Journal Formatting Tool

A desktop GUI tool that reformats .docx manuscripts into journal-specific submission formats. Select your manuscript, pick a target journal format, and save the formatted output — no manual reformatting needed.

Currently supports MDPI and Elsevier formats. New formats can be added by dropping a single Python file into the formats/ directory.

Why This Exists

Preparing a manuscript for journal submission means hours of tedious reformatting: adjusting fonts, margins, heading styles, table borders, reference formatting, and more. Each journal has its own template and requirements. If your paper gets rejected and you resubmit elsewhere, you start the formatting over again.

This tool automates that. It reads your manuscript once, classifies every element (title, abstract, headings, tables, figures, equations, references), and rebuilds the document in the target journal's format — complete with correct typography, spacing, three-line tables, and placeholder fields for authors and affiliations.

Key Features

  • Two journal formats — MDPI and Elsevier, with more coming
  • Word-recognizable captions — Table and Figure captions use SEQ fields with bookmarks. Word's cross-references, "Insert Table of Figures", and auto-numbering all work. Named styles (MDPI41tablecaption, etc.) are registered in the document.
  • Smart reference resolution — Three-tier pipeline: extract DOIs from reference text (regex), match against RIS records (local), look up unmatched via CrossRef API (free, no auth). Works regardless of input citation style.
  • MDPI reference formattingN. + TAB numbering (not [N]), italic journal names, en-dash page ranges, structured runs matching published MDPI papers
  • RIS bibliography import — Upload a .ris file from Zotero, Mendeley, or any reference manager. The tool cross-checks hardwritten citations against RIS metadata by DOI, author names, year, and title.
  • CrossRef API lookup — For references without a .ris match, optionally look them up online via the free CrossRef API. Works by DOI or bibliographic text search.
  • Zotero field code embedding — Optionally wrap references in Zotero ADDIN ZOTERO_ITEM CSL_CITATION field codes with w:dirty flag and full w:rPr on every run, so Zotero can recognize and manage them after formatting
  • Plugin architecture — Drop a new .py file in formats/ to add a journal format

Supported Formats

Format Font Page Layout Reference Style
MDPI Palatino Linotype 10pt A4, asymmetric margins (2.5/1.6/1.27/1.27 cm) Numbered [N]Lastname, F.M.; ... Title. Journal Year, Vol, Pages.
Elsevier Times New Roman 12pt A4, 2.5cm uniform margins, 1.5x line spacing Preserved from source (hanging indent, 11pt)

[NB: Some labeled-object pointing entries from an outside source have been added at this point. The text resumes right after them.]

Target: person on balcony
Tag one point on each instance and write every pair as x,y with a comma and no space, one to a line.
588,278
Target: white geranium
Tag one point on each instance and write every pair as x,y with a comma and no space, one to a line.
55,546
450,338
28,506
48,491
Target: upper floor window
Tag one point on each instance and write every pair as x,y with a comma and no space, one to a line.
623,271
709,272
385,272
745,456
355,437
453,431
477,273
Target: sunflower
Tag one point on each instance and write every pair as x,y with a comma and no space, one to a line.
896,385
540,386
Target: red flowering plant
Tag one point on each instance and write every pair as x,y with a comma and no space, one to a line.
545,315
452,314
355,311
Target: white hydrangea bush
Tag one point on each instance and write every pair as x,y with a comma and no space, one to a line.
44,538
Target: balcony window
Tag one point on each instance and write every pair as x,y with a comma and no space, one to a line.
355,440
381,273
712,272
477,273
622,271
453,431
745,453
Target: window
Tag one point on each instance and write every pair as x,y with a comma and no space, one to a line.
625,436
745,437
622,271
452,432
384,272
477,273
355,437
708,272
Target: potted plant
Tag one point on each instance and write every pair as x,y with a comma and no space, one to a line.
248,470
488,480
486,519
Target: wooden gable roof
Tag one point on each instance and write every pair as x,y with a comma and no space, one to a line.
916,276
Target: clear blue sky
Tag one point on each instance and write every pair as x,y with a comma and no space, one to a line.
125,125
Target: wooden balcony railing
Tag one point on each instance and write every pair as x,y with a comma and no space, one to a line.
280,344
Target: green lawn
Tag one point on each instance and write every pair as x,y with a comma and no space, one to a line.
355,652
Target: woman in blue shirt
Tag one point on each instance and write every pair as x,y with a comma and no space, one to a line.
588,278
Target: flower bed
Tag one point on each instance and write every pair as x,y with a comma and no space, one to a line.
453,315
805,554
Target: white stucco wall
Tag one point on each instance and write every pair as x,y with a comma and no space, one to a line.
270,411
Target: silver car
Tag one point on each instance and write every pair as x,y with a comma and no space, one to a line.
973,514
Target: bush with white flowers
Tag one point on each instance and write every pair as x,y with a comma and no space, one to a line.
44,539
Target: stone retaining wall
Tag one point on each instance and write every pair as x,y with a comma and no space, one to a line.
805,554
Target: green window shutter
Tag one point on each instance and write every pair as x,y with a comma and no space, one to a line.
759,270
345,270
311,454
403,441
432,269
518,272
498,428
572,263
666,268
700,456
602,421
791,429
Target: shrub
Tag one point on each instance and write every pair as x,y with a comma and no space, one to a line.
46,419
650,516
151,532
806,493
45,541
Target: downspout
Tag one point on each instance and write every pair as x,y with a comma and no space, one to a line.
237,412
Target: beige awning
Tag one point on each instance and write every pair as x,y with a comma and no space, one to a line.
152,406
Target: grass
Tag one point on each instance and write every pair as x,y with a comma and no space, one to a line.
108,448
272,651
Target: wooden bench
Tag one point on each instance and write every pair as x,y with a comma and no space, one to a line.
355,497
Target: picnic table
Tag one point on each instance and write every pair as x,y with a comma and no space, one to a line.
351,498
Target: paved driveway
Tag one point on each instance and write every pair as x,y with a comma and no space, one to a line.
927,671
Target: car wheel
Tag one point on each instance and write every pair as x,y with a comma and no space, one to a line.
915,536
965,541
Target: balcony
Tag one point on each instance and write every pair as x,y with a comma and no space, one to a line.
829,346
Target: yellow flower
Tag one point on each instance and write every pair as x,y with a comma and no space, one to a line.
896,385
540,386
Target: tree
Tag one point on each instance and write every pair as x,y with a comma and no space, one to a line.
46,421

Both formats produce three-line tables (top border, header-bottom border, table-bottom border) and preserve inline formatting (bold, italic, superscript, subscript) from your source document.

Quick Start

Requirements

  • Python 3.9+
  • A .docx manuscript with standard heading styles (Heading 1, Heading 2, Heading 3)

Installation

git clone https://github.com/g-pachakis/journal_formatting.git
cd journal_formatting
python -m venv venv

# Windows
venv\Scripts\activate

# macOS / Linux
source venv/bin/activate

pip install -r requirements.txt

Run

python manuscript_formatter.py

A window opens with these controls:

  1. Manuscript (.docx) — Select your manuscript file
  2. Bibliography (.ris) — Optionally load a .ris file for reference matching
  3. Format — Choose MDPI or Elsevier
  4. Options:
    • "Embed Zotero field codes" — wraps references in Zotero-compatible field codes
    • "Look up unmatched references via CrossRef" — uses the free CrossRef API for references not matched by RIS
  5. Format Manuscript — Processes and opens a Save As dialog

RIS Bibliography Workflow

If you manage references with Zotero, Mendeley, EndNote, or any citation manager:

  1. Export your library as a .ris file from your reference manager
  2. Load the .ris file in the tool alongside your manuscript
  3. The tool matches each hardwritten reference (e.g., [1] Shannon, C.E. ...) against the RIS metadata using author names, year, title, and DOI
  4. Matched references are reformatted in the target journal's style with correct author formatting, punctuation, and DOI links
  5. Unmatched references are preserved as-is from your manuscript

Zotero Field Codes

When the "Embed Zotero field codes" option is checked:

  • Each matched reference is wrapped in a ADDIN ZOTERO_ITEM CSL_CITATION Word field code
  • The field contains complete CSL JSON bibliographic metadata
  • When you open the output in Word with Zotero installed, Zotero can recognize and manage the citations
  • You can then use Zotero's "Refresh" to update the bibliography or switch citation styles

This is useful when you want to continue editing the formatted manuscript while keeping Zotero citation management active.

How It Works

manuscript.docx ─────┐
                      v
                 ┌─────────┐     Classifies every paragraph, table, and element
                 │ reader.py│     into semantic types (heading, abstract, etc.)
                 └────┬─────┘     Returns structured data — not raw XML
                      │
refs.ris ────┐        │
             v        v
        ┌──────────────────┐
        │  ris_parser.py   │     Matches [N] citations to RIS records
        │  citation_fmt.py │     Reformats matched refs in journal style
        └────────┬─────────┘
                 │
                 v
        ┌──────────────────┐
        │  formats/*.py    │     Builds .docx with journal-specific styles,
        │  caption_fields  │     SEQ field captions, optional Zotero codes
        └────────┬─────────┘
                 │
                 v
          formatted_output.docx

What the Reader Detects

Element Detection Method
Title First paragraph before any heading
Abstract Paragraph(s) after "Abstract" heading
Keywords Text starting with "Keywords:"
Headings (H1/H2/H3) Word heading styles
Body paragraphs Default classification
Table captions Text matching "Table N."
Tables Full cell data with merged cell support
Table footnotes Text starting with *
Figure captions Text matching "Figure N"
Equations Text containing "(Eq. N)"
References [N] pattern or Bibliography style

MDPI Reference Format

MDPI uses a numbered citation style. References are formatted in the MDPIBibliography style (hanging indent, 10pt) with N. + TAB numbering — matching published MDPI papers.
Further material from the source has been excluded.